Melted Heatbed Terminal
Hi, last time I went to print my heatbed wasn't heating up at all, so I opened up the board and undid the screws to find this. Everything seemed to be connected correctly so I'm not sure which parts I should replace or what to do differently.
RE: Melted Heatbed Terminal
It looks like you had a bad crimp on the spade lug to wire connection. It over heated and melted everything. It looks repairable.
Replace the lugs on both wires in that photo. When stripping the insulation back, make sure you strip back to clean copper. Then crimp on new spade lugs, but find a good crimp tool. Or solder the lugs on. Adding a dab of dielectric grease on the wire before crimping won't help a lot, but might not hurt if all you have is a typical Harbor Freight crimp tool.
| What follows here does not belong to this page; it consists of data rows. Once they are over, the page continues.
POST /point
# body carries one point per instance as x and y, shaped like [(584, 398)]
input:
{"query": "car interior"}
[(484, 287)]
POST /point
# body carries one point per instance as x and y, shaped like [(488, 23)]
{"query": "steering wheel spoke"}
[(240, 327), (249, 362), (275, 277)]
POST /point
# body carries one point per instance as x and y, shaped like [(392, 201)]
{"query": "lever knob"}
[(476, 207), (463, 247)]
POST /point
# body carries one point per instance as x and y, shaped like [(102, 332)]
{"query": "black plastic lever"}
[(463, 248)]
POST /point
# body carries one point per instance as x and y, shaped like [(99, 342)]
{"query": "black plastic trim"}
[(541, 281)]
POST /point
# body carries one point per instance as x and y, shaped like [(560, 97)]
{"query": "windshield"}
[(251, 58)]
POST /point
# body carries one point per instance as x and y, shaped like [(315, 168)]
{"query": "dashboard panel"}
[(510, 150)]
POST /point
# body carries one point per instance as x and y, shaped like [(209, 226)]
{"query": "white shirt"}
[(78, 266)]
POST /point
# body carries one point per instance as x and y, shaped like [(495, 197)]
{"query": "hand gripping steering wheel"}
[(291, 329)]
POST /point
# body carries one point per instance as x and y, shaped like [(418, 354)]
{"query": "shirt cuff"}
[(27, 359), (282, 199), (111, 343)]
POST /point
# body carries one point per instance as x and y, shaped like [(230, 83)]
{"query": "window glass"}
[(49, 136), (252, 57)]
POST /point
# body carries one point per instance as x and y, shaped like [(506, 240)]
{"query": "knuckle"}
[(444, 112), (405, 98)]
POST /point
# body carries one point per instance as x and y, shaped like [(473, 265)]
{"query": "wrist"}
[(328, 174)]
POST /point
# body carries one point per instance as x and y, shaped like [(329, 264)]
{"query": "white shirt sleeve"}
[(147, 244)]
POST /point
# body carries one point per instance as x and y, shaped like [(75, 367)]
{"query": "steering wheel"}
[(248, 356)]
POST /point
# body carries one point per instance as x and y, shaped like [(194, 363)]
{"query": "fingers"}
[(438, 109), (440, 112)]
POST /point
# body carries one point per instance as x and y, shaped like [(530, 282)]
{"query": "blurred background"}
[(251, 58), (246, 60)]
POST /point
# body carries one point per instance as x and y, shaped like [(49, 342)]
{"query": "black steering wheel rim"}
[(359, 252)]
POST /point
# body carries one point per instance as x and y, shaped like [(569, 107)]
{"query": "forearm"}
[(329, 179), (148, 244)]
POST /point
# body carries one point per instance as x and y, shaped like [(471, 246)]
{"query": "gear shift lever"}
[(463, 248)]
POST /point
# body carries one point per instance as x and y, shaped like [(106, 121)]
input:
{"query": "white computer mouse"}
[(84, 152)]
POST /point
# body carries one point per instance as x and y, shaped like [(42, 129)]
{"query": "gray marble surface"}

There are small fiberglass brushes available; use one for cleaning off the terminal on the circuit board. A small brass or steel wire brush will work, but watch for loose bristles springing off and lodging on the circuit board.
Check the solderside of the circuit board - make sure the terminal strip pins are still glossy. If any are matte or spongy looking, especially the ones that got hot, re-tin them so the solder is shiny.
And as a last step, install the lugs, tighten the screws down tight, but do it only once. Then, go back to all the other screws, loosen them, then tighten them back down. Somewhere I read tightening a tight screw causes longer term problems; maybe that was circuit breakers and solid wire, but I try to follow the hint and - so far - it's never been an issue.
RE: Melted Heatbed Terminal
As a post script, you may have other issues, like a bad connection on the heat bed side, too. So pop off the wire cover and check the heat bed still looks okay. Any sign of hot wires or connections needs attention.